Jack's mum Hayley talks about his condition, and the effect it has had on his sister Evie, as well as the difference Julia's House has made to them all...
Jack has cerebral palsy and has always had seizures every couple of weeks, but he started having one a week and the seizures were lasting longer and longer, it was so frightening. I began bracing myself for the next big seizure – they were like marathons, each one could go on for up to four hours and only really strong medication –that would knock him out – could stop them.
Sometimes things got so bad I needed to get Jack to hospital in the middle of the night. I would have to wake up Evie, get her out of bed and take her to the neighbour’s.
Evie would go downstairs and open the door ready for the ambulance. It felt awful to think that had become a normal part of life for her. I was really worried about the effect all this was having on her.
She is such an accommodating child, she doesn’t make a fuss, she just carries on and never says anything about what’s going on, or how she is feeling. Sometimes when things have been tough she will ask for a cuddle and you realise just how much this is impacting on her.
I asked for help but just kept getting turned down and then a social worker said I should try Julia’s House. I hadn’t heard about Julia’s House before but when I did I was so excited. It was absolutely everything we needed, so I decided to refer Jack myself.
Our first session was in December on a Monday evening at our home. A Julia’s House nurse and carer came to be with Jack so that I could take Evie to a theatre club.
Evie has missed out on so much, to be able to go somewhere with her mum seems such a little tiny everyday thing that other people take for granted, but it meant the world to Evie.
We haven’t been with the service long but I already feel really supported.
It is such a relief to have the support of nurses and carers who are not fazed by anything. Jack is in capable hands, in the hands of people who know what to do if there is an emergency and can stay calm.
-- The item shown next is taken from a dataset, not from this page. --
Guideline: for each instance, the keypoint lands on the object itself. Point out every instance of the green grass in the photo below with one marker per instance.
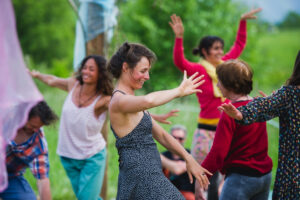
(272, 64)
But it isn’t just medical help – Jack has such a wonderful time with nurse Jess, he adores her. He loves driving the cars at the hospice and floor play. He never stops smiling when he’s at Julia’s House.
I took Evie along to a siblings event – a miniature zoo came to the hospice which I knew she would enjoy – but she was so nervous and shy I wondered whether she would be Ok and was a bit anxious about leaving her.
When I came back to pick her up she was a different child – she was charging around shouting “I’ve made a friend!” She had met another little girl and they had instantly clicked and started chatting away – it was just fantastic.
We’ve all three of us felt the benefit of Julia’s House. It is just really nice having someone be nice to you, to know that people really care about you, care about all of us, not just Jack.
We're not by ourselves anymore. We feel surrounded by love. We have no family to help us but we have Julia’s House – they are our family now.